For b) I used spherical coordinates to find the volume of the sphere, then used $V = \pi r^2 h$ which is the volume of the cylinder, then used the volume of sphere minus the volume of cylinder.

Now what I am wondering is... is that the right way to interpret the question? Or does the question mean use cylindrical coordinates ONLY to work out the volume? If so... how do I do that? Cause I thought as long as I used cylindrical coordinates to find the volume that's fine.

Same goes for b)
The thing that you need to be careful about here is that the "cylindrical core" is not really a cylinder, because its top and bottom surfaces are not flat (they form part of the sphere).
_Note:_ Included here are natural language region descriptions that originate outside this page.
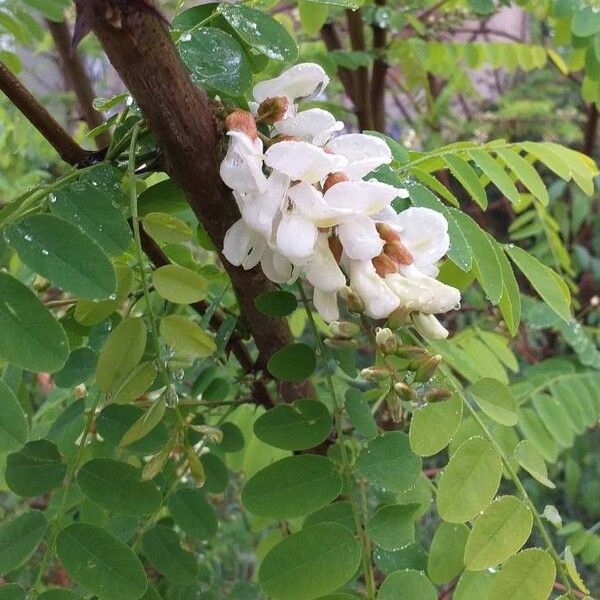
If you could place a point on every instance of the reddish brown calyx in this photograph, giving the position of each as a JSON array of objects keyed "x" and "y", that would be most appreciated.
[
  {"x": 272, "y": 110},
  {"x": 242, "y": 120}
]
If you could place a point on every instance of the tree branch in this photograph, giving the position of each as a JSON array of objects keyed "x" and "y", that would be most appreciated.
[
  {"x": 41, "y": 119},
  {"x": 179, "y": 114},
  {"x": 362, "y": 84},
  {"x": 77, "y": 78}
]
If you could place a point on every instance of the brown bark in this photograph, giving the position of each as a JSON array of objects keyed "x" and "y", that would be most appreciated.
[
  {"x": 140, "y": 48},
  {"x": 77, "y": 78},
  {"x": 362, "y": 84},
  {"x": 41, "y": 119}
]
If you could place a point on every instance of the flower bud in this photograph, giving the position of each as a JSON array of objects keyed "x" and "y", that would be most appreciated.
[
  {"x": 272, "y": 110},
  {"x": 332, "y": 179},
  {"x": 242, "y": 120},
  {"x": 353, "y": 301},
  {"x": 384, "y": 265},
  {"x": 427, "y": 367},
  {"x": 404, "y": 391},
  {"x": 375, "y": 374},
  {"x": 343, "y": 329},
  {"x": 386, "y": 340}
]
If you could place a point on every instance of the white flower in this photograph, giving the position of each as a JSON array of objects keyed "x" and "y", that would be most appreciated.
[
  {"x": 241, "y": 169},
  {"x": 259, "y": 210},
  {"x": 300, "y": 81},
  {"x": 243, "y": 246},
  {"x": 302, "y": 161},
  {"x": 429, "y": 327},
  {"x": 314, "y": 125},
  {"x": 363, "y": 152},
  {"x": 379, "y": 300}
]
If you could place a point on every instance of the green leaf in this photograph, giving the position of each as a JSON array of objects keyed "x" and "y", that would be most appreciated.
[
  {"x": 31, "y": 337},
  {"x": 193, "y": 514},
  {"x": 90, "y": 208},
  {"x": 114, "y": 421},
  {"x": 393, "y": 526},
  {"x": 35, "y": 469},
  {"x": 586, "y": 22},
  {"x": 387, "y": 462},
  {"x": 65, "y": 255},
  {"x": 165, "y": 228},
  {"x": 529, "y": 457},
  {"x": 498, "y": 533},
  {"x": 545, "y": 282},
  {"x": 295, "y": 362},
  {"x": 161, "y": 547},
  {"x": 495, "y": 400},
  {"x": 488, "y": 271},
  {"x": 276, "y": 304},
  {"x": 14, "y": 427},
  {"x": 528, "y": 575},
  {"x": 445, "y": 560},
  {"x": 121, "y": 354},
  {"x": 260, "y": 31},
  {"x": 186, "y": 337},
  {"x": 496, "y": 173},
  {"x": 292, "y": 487},
  {"x": 459, "y": 252},
  {"x": 407, "y": 585},
  {"x": 179, "y": 285},
  {"x": 298, "y": 426},
  {"x": 467, "y": 177},
  {"x": 434, "y": 424},
  {"x": 19, "y": 538},
  {"x": 100, "y": 563},
  {"x": 80, "y": 366},
  {"x": 310, "y": 563},
  {"x": 469, "y": 481},
  {"x": 116, "y": 486},
  {"x": 216, "y": 60},
  {"x": 525, "y": 173}
]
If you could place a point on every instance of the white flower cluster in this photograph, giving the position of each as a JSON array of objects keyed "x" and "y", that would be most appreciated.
[{"x": 306, "y": 209}]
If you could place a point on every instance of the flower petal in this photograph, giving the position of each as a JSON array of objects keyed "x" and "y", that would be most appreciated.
[
  {"x": 364, "y": 153},
  {"x": 323, "y": 271},
  {"x": 300, "y": 81},
  {"x": 359, "y": 238},
  {"x": 425, "y": 235},
  {"x": 379, "y": 300},
  {"x": 302, "y": 161},
  {"x": 430, "y": 327},
  {"x": 296, "y": 237},
  {"x": 326, "y": 305},
  {"x": 364, "y": 197},
  {"x": 241, "y": 169},
  {"x": 315, "y": 125},
  {"x": 427, "y": 295}
]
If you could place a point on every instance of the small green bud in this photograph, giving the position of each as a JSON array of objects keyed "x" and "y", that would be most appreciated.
[
  {"x": 386, "y": 340},
  {"x": 375, "y": 374},
  {"x": 343, "y": 329}
]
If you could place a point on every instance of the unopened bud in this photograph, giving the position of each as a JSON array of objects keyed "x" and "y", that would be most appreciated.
[
  {"x": 272, "y": 110},
  {"x": 387, "y": 233},
  {"x": 353, "y": 301},
  {"x": 427, "y": 368},
  {"x": 242, "y": 120},
  {"x": 375, "y": 374},
  {"x": 334, "y": 178},
  {"x": 398, "y": 252},
  {"x": 394, "y": 406},
  {"x": 384, "y": 265},
  {"x": 404, "y": 391},
  {"x": 343, "y": 329},
  {"x": 386, "y": 340}
]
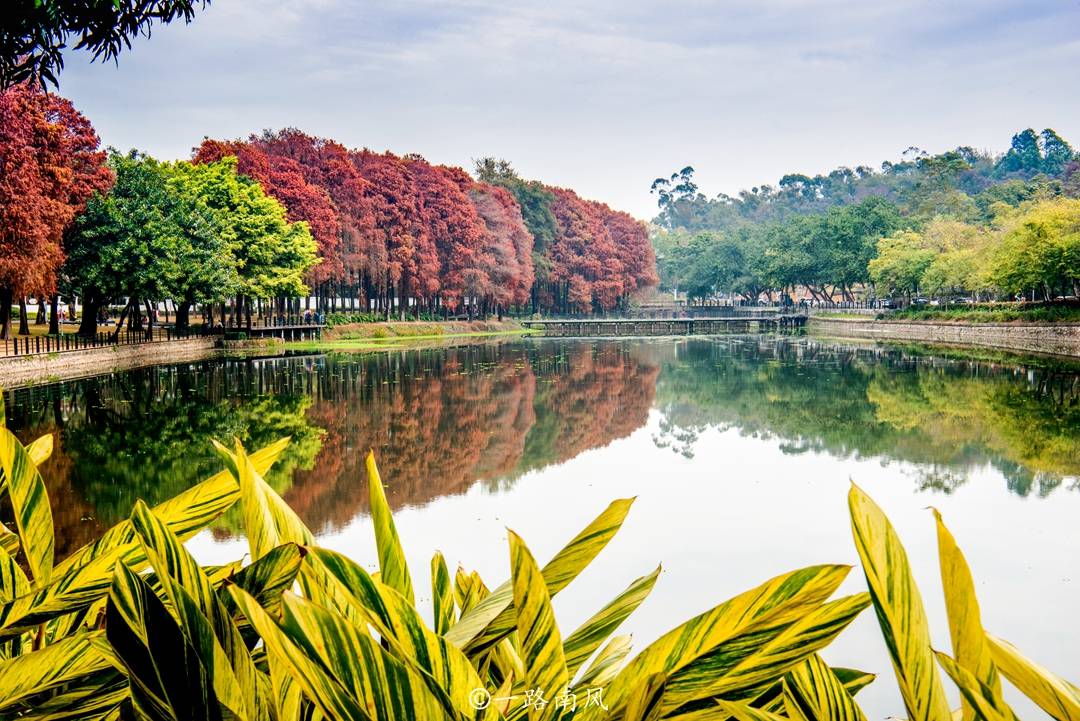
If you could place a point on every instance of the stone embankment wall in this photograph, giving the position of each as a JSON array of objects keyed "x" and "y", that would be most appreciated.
[
  {"x": 44, "y": 368},
  {"x": 1053, "y": 338}
]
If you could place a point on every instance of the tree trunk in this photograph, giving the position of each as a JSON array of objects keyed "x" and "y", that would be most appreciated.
[
  {"x": 149, "y": 320},
  {"x": 24, "y": 323},
  {"x": 5, "y": 298},
  {"x": 120, "y": 322},
  {"x": 88, "y": 327},
  {"x": 183, "y": 315},
  {"x": 54, "y": 315}
]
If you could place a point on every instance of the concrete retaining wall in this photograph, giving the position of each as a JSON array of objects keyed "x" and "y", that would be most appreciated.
[
  {"x": 1053, "y": 338},
  {"x": 22, "y": 370}
]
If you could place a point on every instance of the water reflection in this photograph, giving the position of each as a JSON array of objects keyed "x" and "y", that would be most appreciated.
[
  {"x": 444, "y": 420},
  {"x": 440, "y": 421},
  {"x": 949, "y": 415}
]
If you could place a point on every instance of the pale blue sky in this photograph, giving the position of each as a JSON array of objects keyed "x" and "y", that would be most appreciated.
[{"x": 602, "y": 96}]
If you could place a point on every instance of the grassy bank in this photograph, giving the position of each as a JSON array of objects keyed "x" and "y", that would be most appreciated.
[
  {"x": 407, "y": 334},
  {"x": 993, "y": 313}
]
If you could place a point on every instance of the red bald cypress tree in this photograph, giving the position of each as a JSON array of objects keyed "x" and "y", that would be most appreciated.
[
  {"x": 284, "y": 179},
  {"x": 50, "y": 165}
]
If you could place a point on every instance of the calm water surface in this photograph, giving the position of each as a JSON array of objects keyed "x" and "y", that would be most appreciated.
[{"x": 740, "y": 451}]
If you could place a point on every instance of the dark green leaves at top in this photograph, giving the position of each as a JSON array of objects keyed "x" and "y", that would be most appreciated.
[
  {"x": 541, "y": 645},
  {"x": 29, "y": 501},
  {"x": 899, "y": 608},
  {"x": 489, "y": 621},
  {"x": 392, "y": 567}
]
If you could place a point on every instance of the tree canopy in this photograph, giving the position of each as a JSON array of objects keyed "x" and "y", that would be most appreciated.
[{"x": 36, "y": 32}]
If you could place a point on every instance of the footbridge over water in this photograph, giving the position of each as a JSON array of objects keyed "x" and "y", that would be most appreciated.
[{"x": 706, "y": 326}]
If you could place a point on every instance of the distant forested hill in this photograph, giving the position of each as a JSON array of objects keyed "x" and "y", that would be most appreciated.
[{"x": 961, "y": 222}]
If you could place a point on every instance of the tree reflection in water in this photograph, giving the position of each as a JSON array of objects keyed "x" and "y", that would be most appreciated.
[
  {"x": 949, "y": 413},
  {"x": 442, "y": 420}
]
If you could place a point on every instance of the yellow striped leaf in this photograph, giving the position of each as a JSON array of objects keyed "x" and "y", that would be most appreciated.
[
  {"x": 812, "y": 692},
  {"x": 29, "y": 502},
  {"x": 9, "y": 541},
  {"x": 268, "y": 520},
  {"x": 326, "y": 692},
  {"x": 970, "y": 648},
  {"x": 392, "y": 566},
  {"x": 540, "y": 642},
  {"x": 381, "y": 682},
  {"x": 606, "y": 664},
  {"x": 754, "y": 660},
  {"x": 1052, "y": 693},
  {"x": 203, "y": 619},
  {"x": 644, "y": 702},
  {"x": 985, "y": 703},
  {"x": 741, "y": 711},
  {"x": 53, "y": 666},
  {"x": 777, "y": 602},
  {"x": 13, "y": 581},
  {"x": 442, "y": 595},
  {"x": 899, "y": 608},
  {"x": 267, "y": 579},
  {"x": 68, "y": 593},
  {"x": 493, "y": 619},
  {"x": 185, "y": 514},
  {"x": 360, "y": 598},
  {"x": 583, "y": 642},
  {"x": 167, "y": 678},
  {"x": 94, "y": 701}
]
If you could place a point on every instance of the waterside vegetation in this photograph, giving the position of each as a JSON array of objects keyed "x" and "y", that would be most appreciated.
[{"x": 131, "y": 626}]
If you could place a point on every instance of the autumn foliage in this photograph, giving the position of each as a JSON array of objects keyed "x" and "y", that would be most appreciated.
[
  {"x": 400, "y": 234},
  {"x": 50, "y": 165}
]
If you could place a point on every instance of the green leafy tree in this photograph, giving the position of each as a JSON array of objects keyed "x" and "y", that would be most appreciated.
[
  {"x": 35, "y": 32},
  {"x": 271, "y": 255},
  {"x": 143, "y": 241}
]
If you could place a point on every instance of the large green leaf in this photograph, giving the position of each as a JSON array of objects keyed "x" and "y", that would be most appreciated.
[
  {"x": 812, "y": 692},
  {"x": 204, "y": 621},
  {"x": 29, "y": 502},
  {"x": 442, "y": 595},
  {"x": 57, "y": 664},
  {"x": 493, "y": 617},
  {"x": 541, "y": 647},
  {"x": 778, "y": 602},
  {"x": 985, "y": 703},
  {"x": 899, "y": 609},
  {"x": 583, "y": 642},
  {"x": 319, "y": 684},
  {"x": 970, "y": 648},
  {"x": 268, "y": 520},
  {"x": 754, "y": 658},
  {"x": 350, "y": 590},
  {"x": 393, "y": 570},
  {"x": 167, "y": 679}
]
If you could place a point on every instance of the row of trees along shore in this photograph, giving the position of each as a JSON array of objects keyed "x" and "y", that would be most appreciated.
[
  {"x": 963, "y": 223},
  {"x": 254, "y": 226}
]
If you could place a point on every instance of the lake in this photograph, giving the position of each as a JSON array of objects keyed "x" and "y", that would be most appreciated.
[{"x": 739, "y": 449}]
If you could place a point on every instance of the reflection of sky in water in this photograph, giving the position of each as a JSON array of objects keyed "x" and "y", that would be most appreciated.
[
  {"x": 739, "y": 513},
  {"x": 739, "y": 451}
]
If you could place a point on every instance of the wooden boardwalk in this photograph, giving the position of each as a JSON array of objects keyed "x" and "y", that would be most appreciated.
[{"x": 625, "y": 327}]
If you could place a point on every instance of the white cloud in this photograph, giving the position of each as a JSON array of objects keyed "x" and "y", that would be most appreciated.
[{"x": 603, "y": 97}]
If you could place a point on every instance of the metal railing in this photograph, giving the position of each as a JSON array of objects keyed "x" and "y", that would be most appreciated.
[{"x": 69, "y": 342}]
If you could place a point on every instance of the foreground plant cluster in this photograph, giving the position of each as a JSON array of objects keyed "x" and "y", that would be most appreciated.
[{"x": 132, "y": 627}]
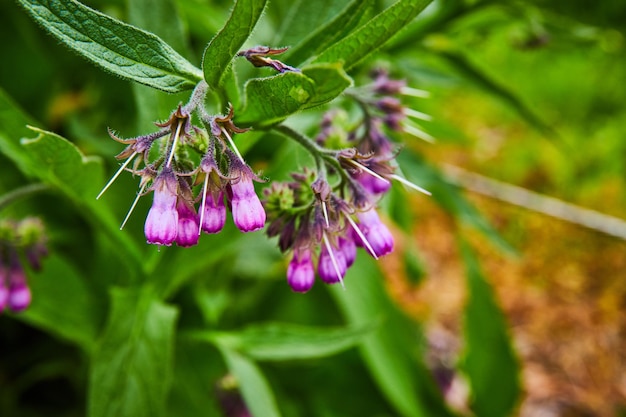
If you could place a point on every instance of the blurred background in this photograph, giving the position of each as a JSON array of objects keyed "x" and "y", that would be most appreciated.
[{"x": 528, "y": 93}]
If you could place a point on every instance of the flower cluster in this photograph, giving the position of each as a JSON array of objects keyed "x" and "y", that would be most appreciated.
[
  {"x": 23, "y": 239},
  {"x": 323, "y": 224},
  {"x": 180, "y": 158}
]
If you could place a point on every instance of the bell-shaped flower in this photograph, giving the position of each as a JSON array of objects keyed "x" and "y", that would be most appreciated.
[
  {"x": 378, "y": 237},
  {"x": 214, "y": 212},
  {"x": 300, "y": 273},
  {"x": 332, "y": 265},
  {"x": 248, "y": 212},
  {"x": 188, "y": 223},
  {"x": 161, "y": 225},
  {"x": 19, "y": 293}
]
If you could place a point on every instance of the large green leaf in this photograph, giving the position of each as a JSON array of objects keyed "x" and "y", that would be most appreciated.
[
  {"x": 283, "y": 341},
  {"x": 254, "y": 387},
  {"x": 270, "y": 100},
  {"x": 325, "y": 35},
  {"x": 392, "y": 352},
  {"x": 224, "y": 46},
  {"x": 490, "y": 363},
  {"x": 117, "y": 47},
  {"x": 369, "y": 37},
  {"x": 132, "y": 363},
  {"x": 63, "y": 304}
]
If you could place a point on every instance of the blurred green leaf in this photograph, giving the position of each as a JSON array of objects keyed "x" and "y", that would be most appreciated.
[
  {"x": 131, "y": 366},
  {"x": 254, "y": 387},
  {"x": 270, "y": 100},
  {"x": 490, "y": 363},
  {"x": 449, "y": 197},
  {"x": 472, "y": 73},
  {"x": 115, "y": 46},
  {"x": 330, "y": 81},
  {"x": 284, "y": 341},
  {"x": 63, "y": 304},
  {"x": 55, "y": 161},
  {"x": 369, "y": 37},
  {"x": 392, "y": 353},
  {"x": 325, "y": 35},
  {"x": 224, "y": 46}
]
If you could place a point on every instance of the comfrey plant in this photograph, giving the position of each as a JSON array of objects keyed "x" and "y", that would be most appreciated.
[
  {"x": 19, "y": 240},
  {"x": 294, "y": 139}
]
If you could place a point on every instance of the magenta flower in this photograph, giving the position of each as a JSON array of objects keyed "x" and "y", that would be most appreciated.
[
  {"x": 188, "y": 224},
  {"x": 19, "y": 293},
  {"x": 331, "y": 267},
  {"x": 162, "y": 222},
  {"x": 375, "y": 232},
  {"x": 248, "y": 212},
  {"x": 348, "y": 249},
  {"x": 300, "y": 273},
  {"x": 214, "y": 216}
]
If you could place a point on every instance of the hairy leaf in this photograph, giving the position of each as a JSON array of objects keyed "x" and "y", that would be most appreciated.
[
  {"x": 371, "y": 36},
  {"x": 224, "y": 46},
  {"x": 329, "y": 33},
  {"x": 270, "y": 100},
  {"x": 117, "y": 47},
  {"x": 490, "y": 363},
  {"x": 284, "y": 341},
  {"x": 131, "y": 366}
]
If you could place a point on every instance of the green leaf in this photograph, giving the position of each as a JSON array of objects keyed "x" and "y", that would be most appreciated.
[
  {"x": 490, "y": 363},
  {"x": 479, "y": 77},
  {"x": 353, "y": 48},
  {"x": 449, "y": 197},
  {"x": 391, "y": 352},
  {"x": 283, "y": 341},
  {"x": 254, "y": 387},
  {"x": 224, "y": 46},
  {"x": 58, "y": 162},
  {"x": 63, "y": 304},
  {"x": 325, "y": 35},
  {"x": 270, "y": 100},
  {"x": 329, "y": 81},
  {"x": 131, "y": 366},
  {"x": 115, "y": 46}
]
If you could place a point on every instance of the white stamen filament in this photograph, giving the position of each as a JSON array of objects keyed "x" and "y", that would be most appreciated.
[
  {"x": 366, "y": 169},
  {"x": 417, "y": 114},
  {"x": 410, "y": 184},
  {"x": 117, "y": 174},
  {"x": 409, "y": 91},
  {"x": 176, "y": 135},
  {"x": 133, "y": 206},
  {"x": 419, "y": 133},
  {"x": 204, "y": 189},
  {"x": 232, "y": 145},
  {"x": 362, "y": 236},
  {"x": 332, "y": 258},
  {"x": 325, "y": 211}
]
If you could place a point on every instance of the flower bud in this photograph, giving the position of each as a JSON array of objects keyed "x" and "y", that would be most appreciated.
[
  {"x": 161, "y": 224},
  {"x": 300, "y": 273}
]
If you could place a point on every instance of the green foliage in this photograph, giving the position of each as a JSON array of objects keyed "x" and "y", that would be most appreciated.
[
  {"x": 157, "y": 329},
  {"x": 126, "y": 51}
]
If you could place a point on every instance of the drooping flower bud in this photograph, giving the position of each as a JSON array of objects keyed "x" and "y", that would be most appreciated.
[
  {"x": 161, "y": 225},
  {"x": 248, "y": 212},
  {"x": 188, "y": 224},
  {"x": 300, "y": 273},
  {"x": 19, "y": 293},
  {"x": 214, "y": 216},
  {"x": 375, "y": 232}
]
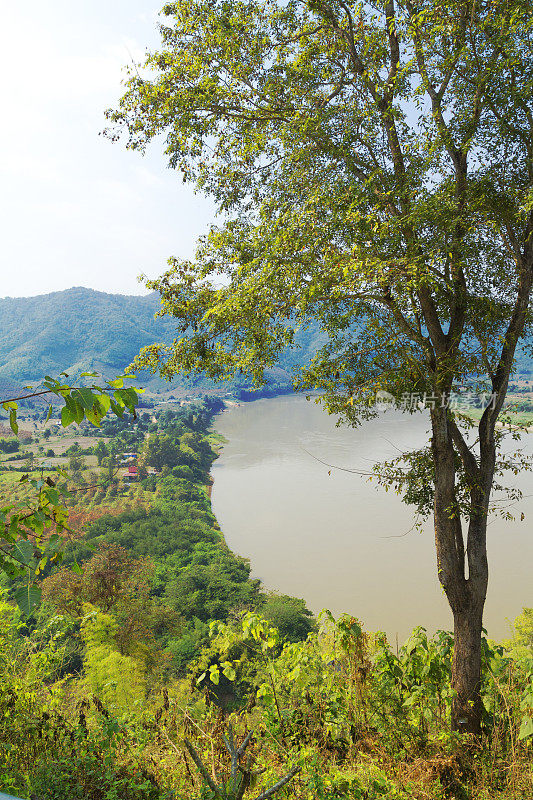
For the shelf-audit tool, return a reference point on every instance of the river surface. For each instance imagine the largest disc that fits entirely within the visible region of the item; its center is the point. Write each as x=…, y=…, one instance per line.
x=334, y=538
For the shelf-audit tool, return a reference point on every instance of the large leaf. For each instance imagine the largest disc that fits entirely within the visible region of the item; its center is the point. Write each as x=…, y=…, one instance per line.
x=28, y=599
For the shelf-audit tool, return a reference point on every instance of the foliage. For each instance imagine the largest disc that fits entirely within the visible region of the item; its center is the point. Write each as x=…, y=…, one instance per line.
x=26, y=543
x=372, y=164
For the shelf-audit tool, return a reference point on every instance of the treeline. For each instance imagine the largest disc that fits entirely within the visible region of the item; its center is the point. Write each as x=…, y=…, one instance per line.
x=159, y=571
x=153, y=639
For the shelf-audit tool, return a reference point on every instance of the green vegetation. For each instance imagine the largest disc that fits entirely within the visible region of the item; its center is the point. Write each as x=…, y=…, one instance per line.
x=341, y=712
x=359, y=157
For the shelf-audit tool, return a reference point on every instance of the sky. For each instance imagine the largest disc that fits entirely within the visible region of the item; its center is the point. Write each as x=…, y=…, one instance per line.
x=75, y=208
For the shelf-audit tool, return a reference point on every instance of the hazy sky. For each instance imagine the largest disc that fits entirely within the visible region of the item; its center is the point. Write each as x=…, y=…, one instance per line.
x=77, y=210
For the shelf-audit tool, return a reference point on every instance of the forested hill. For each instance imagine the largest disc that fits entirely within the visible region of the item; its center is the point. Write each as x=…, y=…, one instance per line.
x=75, y=329
x=82, y=329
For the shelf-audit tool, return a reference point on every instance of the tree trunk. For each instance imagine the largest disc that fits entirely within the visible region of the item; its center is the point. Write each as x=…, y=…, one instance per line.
x=466, y=675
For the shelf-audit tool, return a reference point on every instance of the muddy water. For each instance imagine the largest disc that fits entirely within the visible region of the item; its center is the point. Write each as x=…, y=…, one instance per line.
x=334, y=538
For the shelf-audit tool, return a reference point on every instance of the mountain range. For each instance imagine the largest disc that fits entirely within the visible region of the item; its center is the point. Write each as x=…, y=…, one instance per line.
x=82, y=329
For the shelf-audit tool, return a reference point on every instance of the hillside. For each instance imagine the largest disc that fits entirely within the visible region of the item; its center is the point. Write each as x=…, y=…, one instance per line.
x=81, y=329
x=77, y=329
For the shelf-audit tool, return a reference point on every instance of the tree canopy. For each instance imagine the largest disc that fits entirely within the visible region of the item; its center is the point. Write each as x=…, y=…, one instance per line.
x=373, y=165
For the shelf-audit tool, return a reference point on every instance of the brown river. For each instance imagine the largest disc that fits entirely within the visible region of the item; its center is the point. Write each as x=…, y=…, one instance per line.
x=333, y=537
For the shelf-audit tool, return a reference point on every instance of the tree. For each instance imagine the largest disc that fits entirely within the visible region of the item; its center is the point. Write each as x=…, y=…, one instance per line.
x=160, y=450
x=100, y=451
x=26, y=545
x=289, y=615
x=374, y=164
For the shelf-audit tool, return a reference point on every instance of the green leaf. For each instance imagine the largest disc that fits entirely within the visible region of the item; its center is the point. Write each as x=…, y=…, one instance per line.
x=86, y=398
x=76, y=568
x=13, y=421
x=67, y=417
x=118, y=383
x=526, y=728
x=28, y=598
x=23, y=550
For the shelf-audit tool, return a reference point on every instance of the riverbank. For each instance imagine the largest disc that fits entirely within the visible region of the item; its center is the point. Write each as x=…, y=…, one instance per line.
x=336, y=539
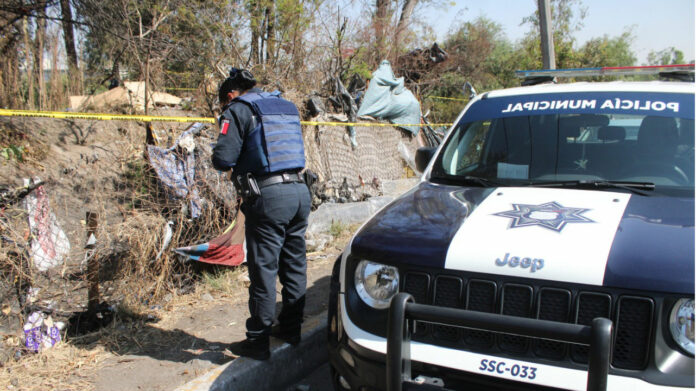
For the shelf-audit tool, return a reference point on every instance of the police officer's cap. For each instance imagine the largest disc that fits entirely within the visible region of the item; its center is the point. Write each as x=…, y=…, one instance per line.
x=239, y=80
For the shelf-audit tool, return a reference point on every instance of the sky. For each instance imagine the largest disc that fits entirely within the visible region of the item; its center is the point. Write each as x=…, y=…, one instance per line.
x=656, y=24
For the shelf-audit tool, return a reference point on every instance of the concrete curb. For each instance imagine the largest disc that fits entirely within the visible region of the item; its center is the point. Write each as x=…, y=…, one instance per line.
x=287, y=364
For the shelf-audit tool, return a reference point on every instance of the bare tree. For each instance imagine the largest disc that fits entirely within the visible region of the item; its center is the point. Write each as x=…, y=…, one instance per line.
x=69, y=40
x=404, y=21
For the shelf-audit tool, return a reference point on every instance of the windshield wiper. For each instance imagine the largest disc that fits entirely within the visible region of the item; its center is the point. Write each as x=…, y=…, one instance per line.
x=485, y=182
x=634, y=187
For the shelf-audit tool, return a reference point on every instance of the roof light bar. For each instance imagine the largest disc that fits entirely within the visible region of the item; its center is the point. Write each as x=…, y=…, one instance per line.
x=606, y=71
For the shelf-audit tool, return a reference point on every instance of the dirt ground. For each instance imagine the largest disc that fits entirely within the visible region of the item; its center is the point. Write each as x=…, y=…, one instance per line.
x=157, y=341
x=199, y=332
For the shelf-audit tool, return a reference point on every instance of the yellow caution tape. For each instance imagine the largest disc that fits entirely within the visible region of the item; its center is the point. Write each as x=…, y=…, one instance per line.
x=102, y=117
x=446, y=98
x=162, y=118
x=367, y=124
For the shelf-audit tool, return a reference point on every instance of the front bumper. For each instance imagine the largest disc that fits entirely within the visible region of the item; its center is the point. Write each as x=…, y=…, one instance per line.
x=360, y=358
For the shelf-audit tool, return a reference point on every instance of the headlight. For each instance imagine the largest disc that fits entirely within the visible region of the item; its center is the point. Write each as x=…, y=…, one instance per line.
x=376, y=283
x=681, y=324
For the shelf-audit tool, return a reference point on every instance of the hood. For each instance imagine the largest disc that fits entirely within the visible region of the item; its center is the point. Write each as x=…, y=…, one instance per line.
x=578, y=236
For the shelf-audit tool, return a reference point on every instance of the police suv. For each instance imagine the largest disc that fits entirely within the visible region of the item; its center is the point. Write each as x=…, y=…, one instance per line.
x=548, y=245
So its volume is not $\pi r^2h$. Using cylindrical polars, I get the volume of the resultant solid (sphere with "cylinder" removed) to be $4\sqrt3\pi$.

Originally Posted by usagi_killer
3. Evaluate $\int_1^2 \int_{\frac{1}{y}}^{\sqrt{y}} e^{\sqrt{xy}}dxdy$ by making the transformation $x = \frac{u}{v}$ and $y = uv$

I swear you can NOT do this question without a CAS.

After sketching on the u-v plane (with u as the vertical axis) we get the region to be the region between $u = v^3, u = \frac{2}{v}$ and $u = 1$ (I've checked this many times)

Now the Jacobian is $\frac{2u}{v}$ and after making the transformations we can evaluate the integral in the u-v plane with: $\int_1^{2^{\frac{3}{4}}} \int_{u^{\frac{1}{3}}}^{\frac{2}{u}} 2ue^u dvdu$

Now it's impossible to integrate that without a calculator.

Then we can try reverse the order of the integral so we get a dudv instead of dvdu, it's also unable to be integrated by hand (try it yourself). So is there ANYWAY to do this question by hand?
Shouldn't the integral be $\displaystyle\int_1^{2^{3/4}}\!\!\!\int_{u^{1/3}}^{2/u}\tfrac{2u}ve^u\,dvdu$ (even worse than you thought, with that v in the denominator)? Assuming that you have copied the question correctly, it certainly looks impossible to integrate analytically.